After finishing Drop 6, she created a photo book. She shot friends from their balconies and doorsteps, printed off a bunch and gave them to her nearest and dearest, simply because she “just wanted to do something for them at this time”. By the time summer came around, she was bored of London and went to Berlin – a home away from home, just like LA (where she spent her 27th birthday with friends, before lockdown restrictions forced her back to north London).
Two years have passed since GREY Area’s success. As well as the Mercury Prize nomination, the record snapped up two Best Album Awards at the 2020 Ivor Novello and NME Awards. Simz says that the pressure to write, record and release a follow-up that wouldn’t live in GREY Area’s shadow almost sapped her creativity.
“Everyone's looking at me, like, ‘Is that a fluke?
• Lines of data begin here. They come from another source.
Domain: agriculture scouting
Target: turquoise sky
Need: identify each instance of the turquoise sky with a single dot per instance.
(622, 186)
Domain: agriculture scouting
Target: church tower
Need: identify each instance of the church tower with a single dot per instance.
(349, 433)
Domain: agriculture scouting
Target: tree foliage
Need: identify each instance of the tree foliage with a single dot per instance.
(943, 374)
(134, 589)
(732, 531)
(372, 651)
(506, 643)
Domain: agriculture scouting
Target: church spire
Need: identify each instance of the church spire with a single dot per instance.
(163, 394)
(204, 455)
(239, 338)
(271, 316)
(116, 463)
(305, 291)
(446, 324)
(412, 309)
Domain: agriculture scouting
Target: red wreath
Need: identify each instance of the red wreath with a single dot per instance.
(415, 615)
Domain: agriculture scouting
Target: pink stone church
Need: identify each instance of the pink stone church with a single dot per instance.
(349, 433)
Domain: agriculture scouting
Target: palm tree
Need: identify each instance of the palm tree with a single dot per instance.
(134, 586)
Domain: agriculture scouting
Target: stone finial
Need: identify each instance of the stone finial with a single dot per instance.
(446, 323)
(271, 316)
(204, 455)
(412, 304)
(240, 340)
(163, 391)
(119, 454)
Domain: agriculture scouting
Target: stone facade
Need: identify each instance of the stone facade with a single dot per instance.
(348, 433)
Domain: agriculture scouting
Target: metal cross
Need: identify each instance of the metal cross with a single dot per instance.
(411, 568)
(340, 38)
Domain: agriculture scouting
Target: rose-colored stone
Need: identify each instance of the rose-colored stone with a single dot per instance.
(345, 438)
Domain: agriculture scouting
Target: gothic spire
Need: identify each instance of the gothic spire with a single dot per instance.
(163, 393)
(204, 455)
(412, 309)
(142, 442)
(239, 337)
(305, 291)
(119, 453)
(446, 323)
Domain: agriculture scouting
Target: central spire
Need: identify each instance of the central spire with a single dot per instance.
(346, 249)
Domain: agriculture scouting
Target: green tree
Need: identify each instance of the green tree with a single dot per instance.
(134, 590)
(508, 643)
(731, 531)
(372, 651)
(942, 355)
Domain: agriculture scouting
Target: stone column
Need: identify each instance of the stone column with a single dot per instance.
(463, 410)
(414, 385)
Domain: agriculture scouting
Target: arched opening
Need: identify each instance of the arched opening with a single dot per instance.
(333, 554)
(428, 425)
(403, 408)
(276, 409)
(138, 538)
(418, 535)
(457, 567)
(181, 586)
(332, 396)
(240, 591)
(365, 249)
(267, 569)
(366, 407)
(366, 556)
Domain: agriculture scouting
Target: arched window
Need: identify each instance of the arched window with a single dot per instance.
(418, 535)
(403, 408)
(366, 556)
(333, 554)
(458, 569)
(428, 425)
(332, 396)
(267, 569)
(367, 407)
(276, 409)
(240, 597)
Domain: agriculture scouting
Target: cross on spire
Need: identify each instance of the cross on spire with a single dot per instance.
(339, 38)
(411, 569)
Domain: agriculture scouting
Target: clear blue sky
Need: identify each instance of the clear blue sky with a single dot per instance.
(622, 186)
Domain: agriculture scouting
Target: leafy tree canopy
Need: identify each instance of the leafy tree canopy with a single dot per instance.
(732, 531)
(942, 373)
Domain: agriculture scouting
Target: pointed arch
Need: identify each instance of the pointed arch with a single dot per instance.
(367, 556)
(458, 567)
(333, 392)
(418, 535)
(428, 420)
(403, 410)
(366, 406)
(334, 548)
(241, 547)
Or is it gonna be a GREY Area II?’” she says. “That pressure can subconsciously creep into your creativity, because you start wanting to make music to please. But I didn't make GREY Area to please anyone, I was just making what I enjoy making.”
Photo: Bekky Calver
Sometimes I Might Be Introvert was born after Simz forgot what everyone else had to say. The album pushes her honesty and storytelling to the limit, giving a guided tour inside her brain.
“Miss Understood” lays bare a tense relationship with her sister. “How Did You Get Here” sees her reflect on her career from the beginning to the present; and interludes, featuring the voice of The Crown’s Emma Corrin – yes, Simz binged the show over lockdown too – represent the little voice in the back of her mind, asking her whether she just wants her 15 minutes of fame. It’s the most of herself she’s put into a record yet.
Simz isn’t one to divulge any details about her romantic relationships – definitely not online, because “once it’s out there, you can’t take it back” – but the album features a tender love song, “I See You”. The track features a rare appearance from a soft-spoken Simz. It’s real slow-dancing-in-the-kitchen-into-the-early-hours-with-your-babes kind of music (“I’m speaking your love language, reading body language / Our connection requires a deeper understanding”). As soon as I mention the song’s title, Simz’s eyes dart down into her shepherd’s pie and an embarrassed smile cracks into a laugh.
“I value mystery,” she says, remaining vague about the details of any lingering romance. “Something did occur, or is occurring, in my life that I felt great pleasure and joy from, and I’m somewhat OK with documenting it in my music. I'm learning how to draw from good and fulfilled and happy spaces, as opposed to it always being trauma-led.”
Photo: Bekky Calver
But tapping into that joy and softness felt worlds apart from how Simz usually delivers when she records. “My approach was like, ‘WOULD YOU TAKE ME AS I AM?’” she laughs. “My team was like, ‘Calm down. It’s meant to be a love song.’ I'm so used to being so direct, and I need to know when to tone it down and just speak. I wanted a lot of songs to feel just conversational.”
That relatability has always been what sets Simz apart. The album’s fourth single, “I Love You, I Hate You”, is a searing account of her feelings about her dad (“I’m not forgiving for you / Man, I’m forgiving for me”). When it dropped in early July, the response was so immediate that Simz’s usually quiet Instagram Story was filled with reposted fan messages of gratitude, realisation and proclamations that she’s a “female gaze icon”, for taking charge of the narrative around a difficult father-daughter relationship.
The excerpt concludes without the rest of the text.